I'm using Hyprland right now for its wayland support, but IMO so far the best mental model for window management I've seen is that of herbstluftwm with static layouts (you can still use dynamic tiling and tabs with it of course)

antonvsyesterday at 8:21 PM

I haven't used hyprland. I can answer your questions for XMonad, assuming you're using a typical standard layout.

> If you created a window right now, where will it go?

The new window becomes the focused window. It's inserted into the master position. Existing windows shift down the (conceptual) stack.

> Does it use your focused window?

It uses the same screen space, yes.

> Which window will it take its space from?

All of the other visible windows. It recomputes the tiles so that all tiles except the master become smaller, to make room for the new one.

> Your mouse position?

By default, mouse position is ignored. XMonad is keyboard-centric by design. You can set a mouse-follow configuration variable if you want. I've never tried it.

> If your WM supports mixed floating & tiling, how does it go when you flip a window between them?

It recomputes the tiles in much the same way as above. It's as though you deleted the window from the tiling and it becomes floating. And vice versa. It's a very consistent model.

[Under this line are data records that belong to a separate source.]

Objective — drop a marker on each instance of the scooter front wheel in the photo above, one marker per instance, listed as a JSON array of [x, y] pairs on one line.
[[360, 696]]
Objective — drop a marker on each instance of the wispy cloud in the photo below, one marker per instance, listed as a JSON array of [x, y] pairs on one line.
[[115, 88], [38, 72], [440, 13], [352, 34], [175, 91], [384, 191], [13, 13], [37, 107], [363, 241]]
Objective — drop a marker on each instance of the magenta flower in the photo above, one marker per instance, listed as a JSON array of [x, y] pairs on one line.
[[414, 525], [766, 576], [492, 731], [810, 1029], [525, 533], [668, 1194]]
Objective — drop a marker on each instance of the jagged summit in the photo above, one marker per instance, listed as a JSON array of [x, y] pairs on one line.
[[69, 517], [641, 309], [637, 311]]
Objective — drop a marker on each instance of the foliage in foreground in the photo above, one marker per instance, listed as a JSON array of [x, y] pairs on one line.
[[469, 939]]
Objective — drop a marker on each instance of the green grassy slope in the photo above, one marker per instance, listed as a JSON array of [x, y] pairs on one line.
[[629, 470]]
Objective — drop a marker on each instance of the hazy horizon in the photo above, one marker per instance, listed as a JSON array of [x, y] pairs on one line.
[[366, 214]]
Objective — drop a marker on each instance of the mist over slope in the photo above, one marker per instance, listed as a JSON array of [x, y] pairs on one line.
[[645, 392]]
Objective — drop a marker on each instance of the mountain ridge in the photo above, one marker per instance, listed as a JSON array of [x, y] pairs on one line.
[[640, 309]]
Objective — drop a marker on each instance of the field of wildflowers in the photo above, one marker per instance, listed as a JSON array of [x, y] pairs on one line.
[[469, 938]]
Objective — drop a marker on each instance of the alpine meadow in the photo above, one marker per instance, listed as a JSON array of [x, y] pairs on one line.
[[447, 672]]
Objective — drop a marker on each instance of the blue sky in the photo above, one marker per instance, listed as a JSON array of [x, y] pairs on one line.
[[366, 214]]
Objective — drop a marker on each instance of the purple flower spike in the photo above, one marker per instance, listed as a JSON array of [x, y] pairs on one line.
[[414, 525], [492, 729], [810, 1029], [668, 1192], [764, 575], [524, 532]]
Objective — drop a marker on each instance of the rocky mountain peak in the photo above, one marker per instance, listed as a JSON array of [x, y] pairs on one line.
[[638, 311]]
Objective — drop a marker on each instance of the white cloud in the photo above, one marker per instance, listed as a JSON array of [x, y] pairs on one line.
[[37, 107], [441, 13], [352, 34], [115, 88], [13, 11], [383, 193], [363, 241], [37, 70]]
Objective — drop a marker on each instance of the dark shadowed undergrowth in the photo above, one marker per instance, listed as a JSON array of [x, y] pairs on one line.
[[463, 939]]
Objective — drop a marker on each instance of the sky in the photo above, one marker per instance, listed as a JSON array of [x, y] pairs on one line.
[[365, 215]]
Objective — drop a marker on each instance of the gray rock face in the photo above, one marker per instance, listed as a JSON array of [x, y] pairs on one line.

I find it very natural and predictable. As far as "cognitive load" goes, that seems like an exaggeration, but again I haven't used hyprland.

If by "hand control" you mean using the mouse, that's definitely not needed for window management. In fact by default, XMonad doesn't even support resizing tiles using the mouse, and I've never tried to enable that. I do commonly use the mouse for switching focus, usually because I'm navigating to some location in another window anyway, in which case focus moves automatically.